Whether Jacob and his wife, Margaretha, ate like this every day or whether this sort of preparation was mainly meant for company is unclear. The Dutch population as a whole certainly consumed way more spices than the average European, but then many more Netherlanders could afford the exotic aromatics. By the late sixteen hundreds, pepper and ginger could hardly be considered luxuries, though cloves, nutmeg, and mace, if anything, increased a little in price.
*42
But then most people would buy the spices in small quantities, a half ounce package or even less. Paintings from the period occasionally feature little paper cornets (apparently, these were recycled from newspapers or almanacs) filled with a few pennies’ worth of ground pepper.

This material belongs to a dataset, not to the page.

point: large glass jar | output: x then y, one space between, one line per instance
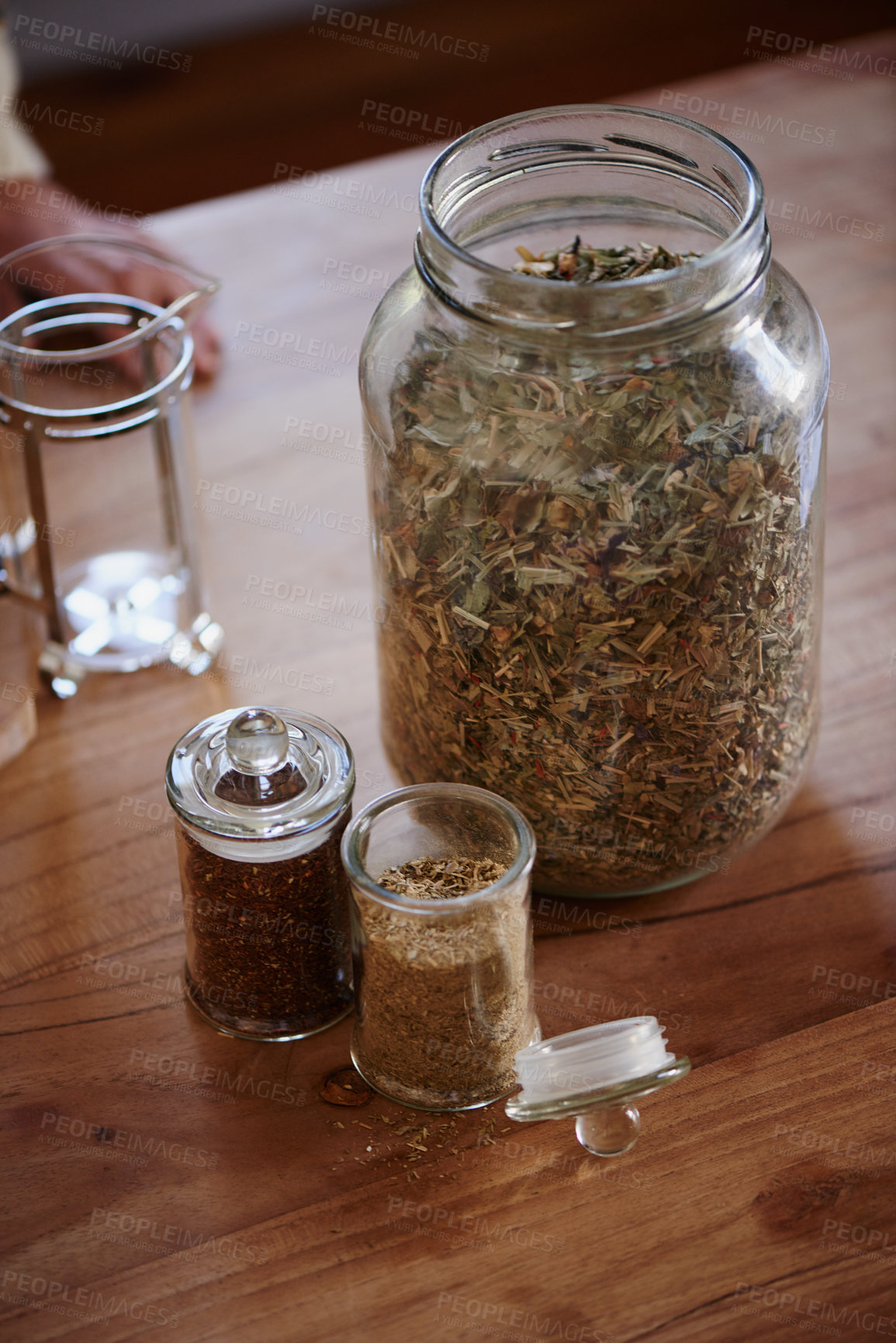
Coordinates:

You can learn a lot about the taste in food of Jacob Cromhout’s generation from the thousands of still lifes that were produced to decorate all those houses built to accommodate Amsterdam’s booming population. The Dutch bourgeoisie was mad for pictures, all sorts of pictures: landscapes, genre scenes, portraits, and still lifes. And food was a hugely popular subject. The paintings glitter with imported Chinese porcelain, sparkling Rhenish glass, and even the occasional polished brass mortar for grinding spices. Art historians who specialize in these glory days of the still life argue endlessly about how true to life they really were. Were these moral lessons disguised as luscious food displays? Were they vehicles to show off an artist’s virtuosity and therefore collected by connoisseurs of the finest brushstroke? No matter what the artists’ intentions, the results are undeniably sensuous, even prurient. The hams are spread out just waiting to be sliced into translucent rosy slivers, the ripe fruit oozes tantalizing juices, the oysters glisten with their briny liquor, so realistic you can feel them slipping down your throat. You can’t convince me that the pleasure of eating wasn’t foremost in the mind of the painter or the patron. That is not to say that what you saw on the canvas was exactly what people were eating. The relationship was probably no greater then than it is now between the picture-perfect recipes in food magazines and what actually lands on our tables. But some relationship surely existed, just as it must have between the instructions in
De verstandige kock
and the dishes assembled on the Croumhouts’ marble counters.

 

In seventeenth-century Amsterdam, even middling craftsmen could afford a few grams of pepper, sold freshly ground and packaged in recycled almanacs.